Un changement de l’alimentation des bovins est aussi à l’étude. Objectif : privilégier le lin pour les nourrir et réduire ainsi les rots polluants de ces animaux. Autres nouveautés : la conduite écologique des véhicules agricoles sera privilégiée. La semence des graines se fera à l’aide d’une herse qui écartera la terre en même temps, évitant ainsi un deuxième passage du tracteur pour labourer.

Réduire l’empreinte carbone

L’ambition de “Beef carbon” est de réduire l’empreinte carbone de la viande bovine, qui représente environ 60% des émissions totales de gaz à effet de serre dans le secteur agricole, selon un rapport de 2011 du Centre d’information des viandes.

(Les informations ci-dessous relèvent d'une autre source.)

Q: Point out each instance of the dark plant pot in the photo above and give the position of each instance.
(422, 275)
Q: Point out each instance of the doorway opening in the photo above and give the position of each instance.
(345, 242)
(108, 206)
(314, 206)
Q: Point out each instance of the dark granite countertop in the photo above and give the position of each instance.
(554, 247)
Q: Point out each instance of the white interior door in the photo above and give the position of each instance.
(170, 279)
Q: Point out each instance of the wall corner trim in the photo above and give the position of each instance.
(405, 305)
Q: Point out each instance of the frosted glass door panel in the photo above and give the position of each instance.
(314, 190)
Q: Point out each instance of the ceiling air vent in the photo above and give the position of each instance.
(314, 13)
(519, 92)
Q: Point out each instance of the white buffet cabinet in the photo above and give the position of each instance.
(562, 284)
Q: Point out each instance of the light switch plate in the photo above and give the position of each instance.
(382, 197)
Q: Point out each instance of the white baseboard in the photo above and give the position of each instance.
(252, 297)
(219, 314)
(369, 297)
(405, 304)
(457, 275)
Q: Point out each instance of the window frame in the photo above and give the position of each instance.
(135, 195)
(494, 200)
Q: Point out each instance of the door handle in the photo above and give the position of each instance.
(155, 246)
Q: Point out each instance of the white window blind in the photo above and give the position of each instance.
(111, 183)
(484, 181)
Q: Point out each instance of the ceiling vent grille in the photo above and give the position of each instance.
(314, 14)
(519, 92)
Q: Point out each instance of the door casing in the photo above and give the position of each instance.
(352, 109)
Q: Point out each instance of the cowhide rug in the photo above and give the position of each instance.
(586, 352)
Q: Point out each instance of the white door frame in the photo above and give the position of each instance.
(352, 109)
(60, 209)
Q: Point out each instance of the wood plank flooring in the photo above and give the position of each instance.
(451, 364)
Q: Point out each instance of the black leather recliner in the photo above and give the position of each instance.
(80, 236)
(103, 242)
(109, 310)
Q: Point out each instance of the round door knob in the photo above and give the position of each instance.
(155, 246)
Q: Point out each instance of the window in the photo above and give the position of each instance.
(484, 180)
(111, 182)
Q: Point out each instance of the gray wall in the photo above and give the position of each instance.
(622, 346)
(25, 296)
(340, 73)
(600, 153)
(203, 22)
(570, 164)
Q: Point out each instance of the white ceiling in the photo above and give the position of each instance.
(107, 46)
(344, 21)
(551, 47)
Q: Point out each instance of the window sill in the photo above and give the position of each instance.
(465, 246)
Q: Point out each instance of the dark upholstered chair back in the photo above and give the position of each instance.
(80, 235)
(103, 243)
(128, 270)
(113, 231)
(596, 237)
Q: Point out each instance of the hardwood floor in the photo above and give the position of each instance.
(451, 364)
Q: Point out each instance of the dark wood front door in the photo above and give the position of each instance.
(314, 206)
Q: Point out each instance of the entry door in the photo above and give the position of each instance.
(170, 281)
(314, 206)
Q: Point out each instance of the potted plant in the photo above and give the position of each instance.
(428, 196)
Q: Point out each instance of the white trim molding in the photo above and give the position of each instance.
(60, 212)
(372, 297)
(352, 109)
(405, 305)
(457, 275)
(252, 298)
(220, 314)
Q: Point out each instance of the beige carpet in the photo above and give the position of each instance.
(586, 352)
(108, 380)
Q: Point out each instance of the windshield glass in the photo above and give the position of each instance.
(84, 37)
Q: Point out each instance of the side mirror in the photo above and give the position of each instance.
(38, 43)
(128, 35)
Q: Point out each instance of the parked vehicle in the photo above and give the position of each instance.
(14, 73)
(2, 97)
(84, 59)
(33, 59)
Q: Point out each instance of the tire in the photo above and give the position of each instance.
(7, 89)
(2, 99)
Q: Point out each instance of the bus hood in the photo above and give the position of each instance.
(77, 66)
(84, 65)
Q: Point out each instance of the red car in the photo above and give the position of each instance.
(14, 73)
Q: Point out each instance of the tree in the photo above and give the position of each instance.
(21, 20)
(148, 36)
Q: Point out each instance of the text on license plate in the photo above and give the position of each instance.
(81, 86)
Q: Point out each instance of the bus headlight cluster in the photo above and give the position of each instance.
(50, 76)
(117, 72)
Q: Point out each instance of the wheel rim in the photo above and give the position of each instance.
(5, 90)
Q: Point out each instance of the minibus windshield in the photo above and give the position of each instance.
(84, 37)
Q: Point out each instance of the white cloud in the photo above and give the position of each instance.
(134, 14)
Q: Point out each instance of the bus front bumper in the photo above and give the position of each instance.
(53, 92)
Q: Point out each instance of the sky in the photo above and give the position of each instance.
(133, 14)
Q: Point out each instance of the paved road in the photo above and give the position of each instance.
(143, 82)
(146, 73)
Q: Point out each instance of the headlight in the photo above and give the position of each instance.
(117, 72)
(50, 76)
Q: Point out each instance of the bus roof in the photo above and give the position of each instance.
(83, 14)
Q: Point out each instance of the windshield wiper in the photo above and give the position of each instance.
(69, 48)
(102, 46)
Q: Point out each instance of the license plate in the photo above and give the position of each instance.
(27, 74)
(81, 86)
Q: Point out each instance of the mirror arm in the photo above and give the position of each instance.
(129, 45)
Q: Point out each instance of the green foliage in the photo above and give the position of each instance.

Ce plan rassemble quatre pays européens, la France, l’Italie, l’Irlande et l’Espagne, ainsi que 50 signataires, comme les chambres d’agriculture de la Bourgogne, de l’Auvergne et de la Bretagne ou Interbev, l’Association nationale inter-professionnelle du bétail et des viandes, et 2000 fermes du territoire français.

La direction générale de l’Union Européenne a montré son soutien à ce projet, en lui venant en aide financièrement à hauteur de 3,2 millions d’euros, selon l’Institut de l’élevage (Idele). Il faudra attendre janvier 2016 pour en observer les premiers effets.